Inflation continues to be one of the most pressing global economic issues, and a monthly report monitoring the dynamics of this indicator in the G20 countries highlights major disparities in price increases across the world's largest economies, according to an analysis by visualcapitalist.com.
According to August data provided by the national statistical offices of the G20 countries (developed nations and large emerging economies), there is a continuing divergence in inflation, with some countries perpetually facing rising consumer prices while others are struggling with deflation.
Figures comparing annual inflation rates in each G20 nation show that Argentina (+33.6%) and Turkey (+33%) remain the top two areas with extremely high inflation, while China is the only G20 member in deflationary territory, at -0.4%.
• Argentina: High Inflation Persists, but Shows Signs of Abating
Despite leading the G20 list, Argentina's inflation trajectory could be taking a turn. Monthly inflation in August was flat at 1.9%, a notable slowdown from the start of the year. This is the lowest monthly increase in 2022, according to the source cited. However, years of economic mismanagement, exchange controls and a weakening peso have had a lasting impact. Recent financial support from the US may temporarily stabilize Argentina's economy, but could bring new structural challenges if reforms are not followed.
• Turkey, marked by monetary policy, lira depreciation, rising fuel prices
Turkey continues to record high inflation, at 33%, with food, energy and housing prices rising. The central bank's decision to cut interest rates despite continued inflation has drawn criticism, the source cited notes. Consumer prices rose more than expected in August, testing the credibility of monetary policy.
The weak Turkish lira has further exacerbated inflation by raising the cost of imports. Without a decisive change in economic policy, inflationary pressures are likely to persist.
• China in deflation - economic concerns
While many nations struggle with high inflation, China stands out for the opposite reason: deflation. Consumer prices fell 0.4% from a year earlier in August 2025, suggesting weakening domestic demand. This trend is part of broader economic problems facing China, including a shrinking working population, declining birth rates and a rapidly aging society. These demographic changes are expected to reduce productivity and consumer spending in the long term. Meanwhile, the country's once-thriving real estate sector, estimated to account for up to 30% of GDP, continues to face a prolonged slowdown, with falling house prices and defaults by developers contributing to low investor and household confidence.
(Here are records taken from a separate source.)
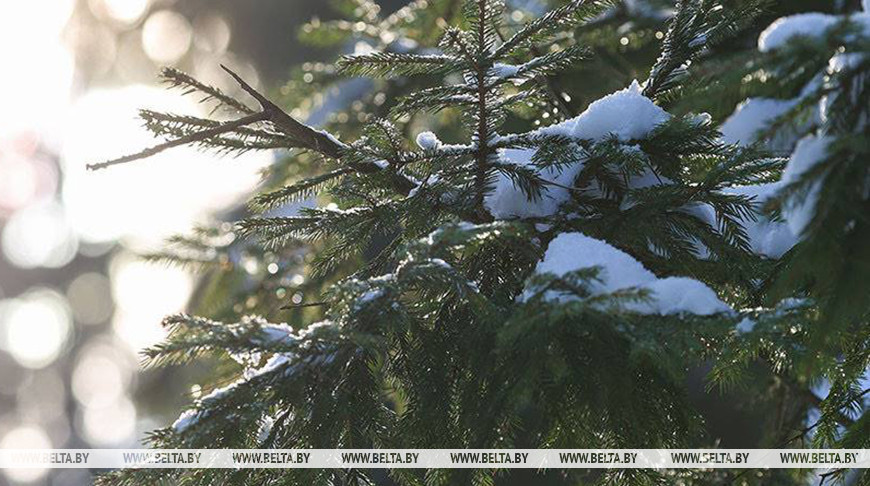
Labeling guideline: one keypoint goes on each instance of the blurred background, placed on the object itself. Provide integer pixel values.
(76, 304)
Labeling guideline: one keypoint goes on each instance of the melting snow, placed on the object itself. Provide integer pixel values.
(620, 271)
(626, 114)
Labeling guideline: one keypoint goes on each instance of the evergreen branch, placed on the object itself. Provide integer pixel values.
(301, 189)
(554, 20)
(177, 78)
(309, 138)
(192, 138)
(382, 64)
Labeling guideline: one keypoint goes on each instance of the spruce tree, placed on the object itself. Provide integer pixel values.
(500, 284)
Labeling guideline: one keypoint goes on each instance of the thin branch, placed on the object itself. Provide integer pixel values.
(192, 138)
(312, 139)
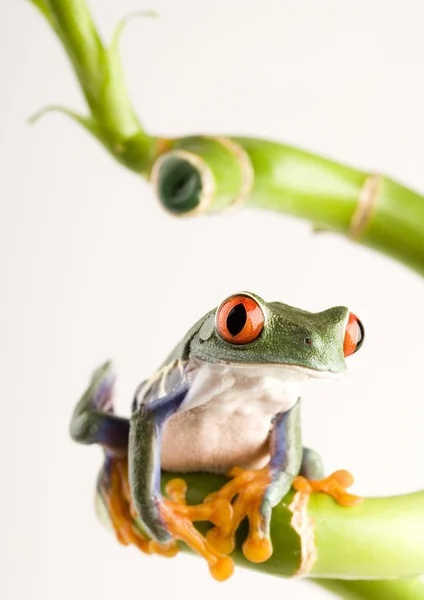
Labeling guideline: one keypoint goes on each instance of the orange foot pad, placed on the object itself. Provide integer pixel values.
(245, 492)
(179, 518)
(335, 485)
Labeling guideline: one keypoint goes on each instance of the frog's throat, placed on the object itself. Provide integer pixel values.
(276, 368)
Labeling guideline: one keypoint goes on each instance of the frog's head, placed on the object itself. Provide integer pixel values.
(246, 330)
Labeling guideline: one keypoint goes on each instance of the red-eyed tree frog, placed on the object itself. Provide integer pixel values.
(226, 400)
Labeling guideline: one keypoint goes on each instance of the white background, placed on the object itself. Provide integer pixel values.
(92, 268)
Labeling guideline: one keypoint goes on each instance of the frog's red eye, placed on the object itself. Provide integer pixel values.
(354, 335)
(239, 320)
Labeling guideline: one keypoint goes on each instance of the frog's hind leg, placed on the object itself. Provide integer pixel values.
(311, 479)
(312, 466)
(93, 420)
(113, 498)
China's deflation could be a symptom of deeper structural changes. These include an overreliance on investment-led growth, rising local government debt and the challenges of transitioning to a more consumption-led economy. Without robust domestic demand or significant policy changes, deflationary pressures could persist, posing risks to both China's long-term growth and global trade dynamics, the source concluded.
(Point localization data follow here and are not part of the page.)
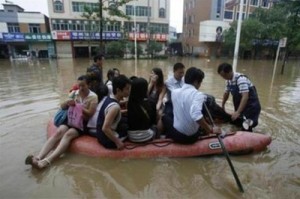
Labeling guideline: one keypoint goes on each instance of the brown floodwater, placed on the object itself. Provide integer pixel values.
(30, 93)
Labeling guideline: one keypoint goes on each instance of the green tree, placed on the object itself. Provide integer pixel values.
(131, 47)
(95, 14)
(266, 26)
(116, 49)
(153, 48)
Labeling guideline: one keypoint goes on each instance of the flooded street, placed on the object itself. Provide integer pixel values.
(30, 93)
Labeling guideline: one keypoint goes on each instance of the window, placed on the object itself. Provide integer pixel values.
(237, 16)
(162, 13)
(139, 11)
(159, 28)
(58, 6)
(13, 27)
(265, 3)
(34, 28)
(79, 6)
(60, 25)
(142, 11)
(254, 2)
(227, 15)
(129, 10)
(218, 8)
(116, 26)
(190, 20)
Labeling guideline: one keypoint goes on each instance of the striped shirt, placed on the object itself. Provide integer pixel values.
(187, 108)
(171, 84)
(241, 81)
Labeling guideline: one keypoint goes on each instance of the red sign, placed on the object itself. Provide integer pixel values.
(144, 36)
(61, 35)
(139, 36)
(160, 37)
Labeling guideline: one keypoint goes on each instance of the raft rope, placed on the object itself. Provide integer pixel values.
(166, 142)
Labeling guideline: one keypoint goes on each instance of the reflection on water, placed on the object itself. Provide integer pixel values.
(30, 94)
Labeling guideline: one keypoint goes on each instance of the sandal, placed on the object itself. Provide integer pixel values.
(33, 161)
(43, 163)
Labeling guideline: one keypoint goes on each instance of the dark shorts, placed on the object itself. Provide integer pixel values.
(121, 130)
(175, 135)
(80, 132)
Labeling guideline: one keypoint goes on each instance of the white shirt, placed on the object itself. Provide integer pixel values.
(243, 83)
(187, 108)
(172, 83)
(110, 88)
(92, 123)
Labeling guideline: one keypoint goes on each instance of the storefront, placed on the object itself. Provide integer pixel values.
(71, 44)
(27, 45)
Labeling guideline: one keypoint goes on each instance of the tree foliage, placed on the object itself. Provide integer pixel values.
(154, 47)
(112, 9)
(115, 49)
(266, 27)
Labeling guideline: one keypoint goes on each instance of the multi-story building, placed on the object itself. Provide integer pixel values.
(24, 34)
(201, 19)
(78, 36)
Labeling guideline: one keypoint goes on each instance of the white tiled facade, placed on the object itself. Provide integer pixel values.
(24, 34)
(70, 28)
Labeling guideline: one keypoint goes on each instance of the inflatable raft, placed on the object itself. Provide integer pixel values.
(237, 143)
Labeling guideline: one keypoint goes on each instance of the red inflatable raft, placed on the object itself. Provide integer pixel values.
(236, 143)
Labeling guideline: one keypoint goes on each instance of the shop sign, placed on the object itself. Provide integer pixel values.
(13, 37)
(96, 35)
(61, 35)
(160, 37)
(38, 37)
(139, 36)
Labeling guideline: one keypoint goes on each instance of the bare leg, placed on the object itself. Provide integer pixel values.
(61, 148)
(52, 141)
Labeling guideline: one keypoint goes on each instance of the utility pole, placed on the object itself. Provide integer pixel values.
(100, 25)
(238, 35)
(148, 26)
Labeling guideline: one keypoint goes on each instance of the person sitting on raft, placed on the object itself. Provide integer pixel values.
(108, 132)
(187, 109)
(141, 117)
(58, 143)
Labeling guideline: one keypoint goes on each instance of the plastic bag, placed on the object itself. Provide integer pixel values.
(75, 116)
(60, 117)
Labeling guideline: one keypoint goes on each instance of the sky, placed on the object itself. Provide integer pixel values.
(176, 9)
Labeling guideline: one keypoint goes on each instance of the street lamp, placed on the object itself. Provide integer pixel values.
(100, 25)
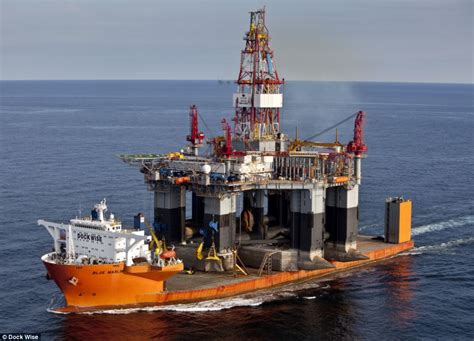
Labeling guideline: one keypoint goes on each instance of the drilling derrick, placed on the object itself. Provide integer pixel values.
(258, 99)
(196, 137)
(357, 145)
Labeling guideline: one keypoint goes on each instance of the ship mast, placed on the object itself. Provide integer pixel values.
(70, 251)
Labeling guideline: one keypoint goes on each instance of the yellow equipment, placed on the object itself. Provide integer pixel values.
(155, 240)
(199, 255)
(212, 254)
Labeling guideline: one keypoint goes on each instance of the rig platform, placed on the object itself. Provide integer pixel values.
(266, 209)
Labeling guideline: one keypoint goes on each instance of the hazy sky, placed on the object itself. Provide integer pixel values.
(393, 40)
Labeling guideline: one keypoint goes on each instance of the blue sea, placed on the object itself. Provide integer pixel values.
(59, 142)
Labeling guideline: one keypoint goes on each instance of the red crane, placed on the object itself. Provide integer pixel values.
(227, 150)
(357, 145)
(196, 137)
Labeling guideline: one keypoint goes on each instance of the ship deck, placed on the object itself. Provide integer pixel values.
(201, 286)
(375, 249)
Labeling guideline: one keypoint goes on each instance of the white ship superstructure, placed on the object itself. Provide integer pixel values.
(97, 239)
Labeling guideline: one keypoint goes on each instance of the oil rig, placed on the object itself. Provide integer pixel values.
(258, 197)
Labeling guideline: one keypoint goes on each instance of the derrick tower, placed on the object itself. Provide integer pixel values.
(258, 99)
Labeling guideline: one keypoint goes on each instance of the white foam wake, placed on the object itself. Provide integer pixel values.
(451, 223)
(440, 247)
(205, 306)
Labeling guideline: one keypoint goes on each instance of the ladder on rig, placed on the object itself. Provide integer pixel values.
(267, 263)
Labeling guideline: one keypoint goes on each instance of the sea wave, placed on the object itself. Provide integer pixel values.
(436, 248)
(198, 307)
(455, 222)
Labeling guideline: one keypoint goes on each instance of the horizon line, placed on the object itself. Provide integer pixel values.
(228, 80)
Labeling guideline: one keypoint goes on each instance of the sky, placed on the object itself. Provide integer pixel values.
(321, 40)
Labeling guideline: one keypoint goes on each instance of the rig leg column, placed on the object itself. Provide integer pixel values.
(342, 218)
(307, 227)
(259, 213)
(197, 209)
(170, 213)
(222, 211)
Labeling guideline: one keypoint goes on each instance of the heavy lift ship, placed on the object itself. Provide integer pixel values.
(299, 203)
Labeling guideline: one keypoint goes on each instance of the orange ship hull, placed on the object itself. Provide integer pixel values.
(108, 286)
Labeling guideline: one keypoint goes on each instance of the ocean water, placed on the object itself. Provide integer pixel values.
(58, 147)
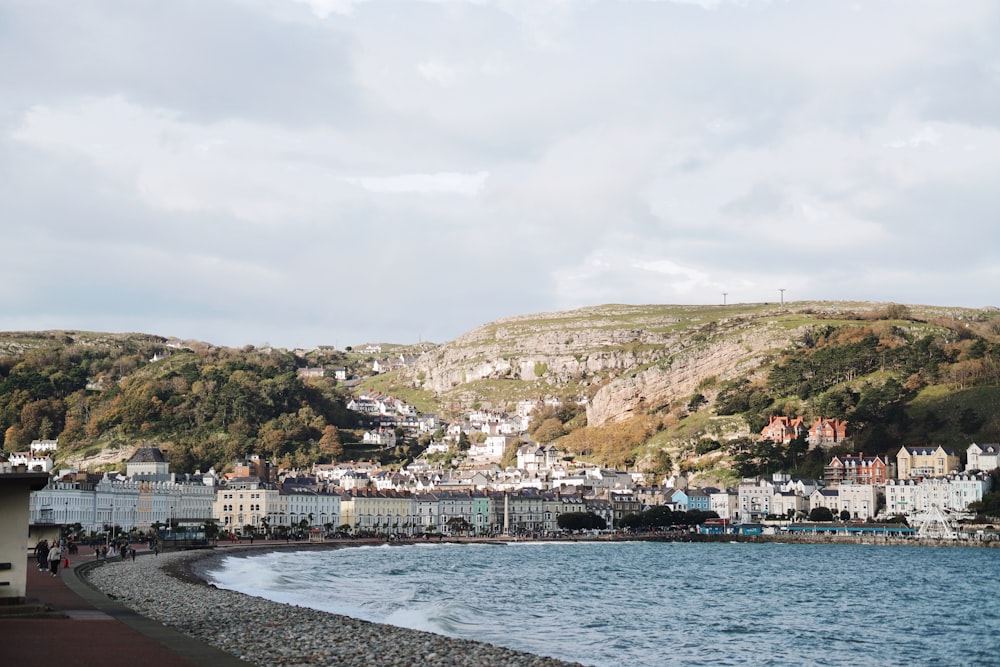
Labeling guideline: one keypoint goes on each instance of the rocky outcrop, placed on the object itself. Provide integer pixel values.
(621, 359)
(618, 358)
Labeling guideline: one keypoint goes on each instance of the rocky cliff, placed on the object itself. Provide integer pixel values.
(620, 358)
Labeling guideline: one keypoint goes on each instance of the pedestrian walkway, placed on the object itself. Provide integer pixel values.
(84, 627)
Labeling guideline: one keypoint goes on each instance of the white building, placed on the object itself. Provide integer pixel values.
(983, 457)
(954, 492)
(724, 503)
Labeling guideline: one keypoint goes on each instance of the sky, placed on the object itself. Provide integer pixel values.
(298, 173)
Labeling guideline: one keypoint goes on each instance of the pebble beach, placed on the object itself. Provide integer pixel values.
(167, 589)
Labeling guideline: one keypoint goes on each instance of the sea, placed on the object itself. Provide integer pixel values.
(613, 604)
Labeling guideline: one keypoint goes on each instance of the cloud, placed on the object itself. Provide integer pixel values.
(468, 185)
(259, 169)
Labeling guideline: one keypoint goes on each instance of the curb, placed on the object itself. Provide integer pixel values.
(195, 650)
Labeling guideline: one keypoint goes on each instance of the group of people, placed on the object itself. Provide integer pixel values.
(51, 556)
(114, 550)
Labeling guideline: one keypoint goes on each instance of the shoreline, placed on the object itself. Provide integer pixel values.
(174, 590)
(171, 589)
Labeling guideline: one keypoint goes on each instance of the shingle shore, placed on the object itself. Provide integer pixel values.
(270, 633)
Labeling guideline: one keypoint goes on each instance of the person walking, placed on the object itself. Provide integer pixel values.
(55, 555)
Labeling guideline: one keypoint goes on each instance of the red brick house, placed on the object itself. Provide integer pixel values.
(826, 432)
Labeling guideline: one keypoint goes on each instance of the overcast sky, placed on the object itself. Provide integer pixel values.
(306, 172)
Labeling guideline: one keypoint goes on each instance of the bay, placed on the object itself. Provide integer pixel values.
(640, 603)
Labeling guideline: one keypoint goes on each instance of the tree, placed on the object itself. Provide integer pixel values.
(821, 514)
(549, 430)
(696, 402)
(329, 442)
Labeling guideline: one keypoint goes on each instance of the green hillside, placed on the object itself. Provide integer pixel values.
(681, 387)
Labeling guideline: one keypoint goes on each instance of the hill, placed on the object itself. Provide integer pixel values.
(657, 382)
(660, 388)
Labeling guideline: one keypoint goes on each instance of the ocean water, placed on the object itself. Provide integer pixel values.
(644, 604)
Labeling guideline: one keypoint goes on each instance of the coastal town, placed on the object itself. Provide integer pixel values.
(472, 495)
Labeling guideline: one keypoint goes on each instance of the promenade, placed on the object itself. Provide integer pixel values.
(85, 627)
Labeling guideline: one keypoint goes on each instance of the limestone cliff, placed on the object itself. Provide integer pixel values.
(618, 358)
(621, 358)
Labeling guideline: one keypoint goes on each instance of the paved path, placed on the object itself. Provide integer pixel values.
(87, 628)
• Global inflation outlook remains mixed
US inflation hit 2.9% in August (the highest since January), while countries such as Japan (2.7%) and the eurozone (2.1%) were close to central bank targets. Canada (1.9%) and South Korea (1.7%) have some of the lowest inflation rates.
It is worth noting that the Top 10 countries by inflation, following Argentina and Turkey, are: Russia (8.1%), Brazil (5.1%), the UK (3.8%), Mexico (3.6%), South Africa (3.3%), Australia (3%), the US (2.9%), Japan (2.7%).